Monica Dongban-Mensem (centre) received training from authorities to qualify as a traffic officer
During her free time, Nigerian Justice Monica Dongban-Mensem controls traffic in the capital, Abuja, eight years after her son was killed in a hit-and-run accident.
On the day I met her she was clad in her blue traffic vest, feet spread apart, sweaty arms slicing the air at a frantic pace, as she directed cars in 38C (100F) heat fuelled by the idling cars.
Around her was the busy chaos of the Berger roundabout in the city’s central area.
The cars that were not moving were hunched on their front axles, horns blaring, impatiently waiting for her to say “go”.
She was clearly in charge.
“Many Nigerians are impatient and it shows in their driving,” Justice Dongban-Mensem told me.
She did not know who was responsible for her son’s death but wanted to tackle some of the poor driving she witnessed.
She started going to bus stations to speak to drivers about road safety in Nigeria.
What she found shocked her.
Most of the drivers had not received proper training and were not familiar with the traffic rules.
Such ignorance might have caused the death of her son and she was determined to change that.
The 62-year-old has set up a non-profit organisation named after her late son – Kwapda’as Road Safety Demand – to educate motorists about safety and she also plans to establish a driving school for potential commercial drivers, where they can receive training free-of-charge.

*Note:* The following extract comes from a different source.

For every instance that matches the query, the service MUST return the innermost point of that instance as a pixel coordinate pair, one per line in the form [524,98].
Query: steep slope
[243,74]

Not content with that, Justice Dongban-Mensem wanted to play a role in controlling the traffic herself. After weeks of training with the road safety commission she qualified as a traffic warden.
It was not until 2016, five years after the accident, that she felt able to visit the scene of her son’s death in the central Nigerian city of Jos.
“My mission was to find someone who could just tell me or describe to me how my son died.”
But once she got there, she was left terrified, sad and angry by the chaos she saw.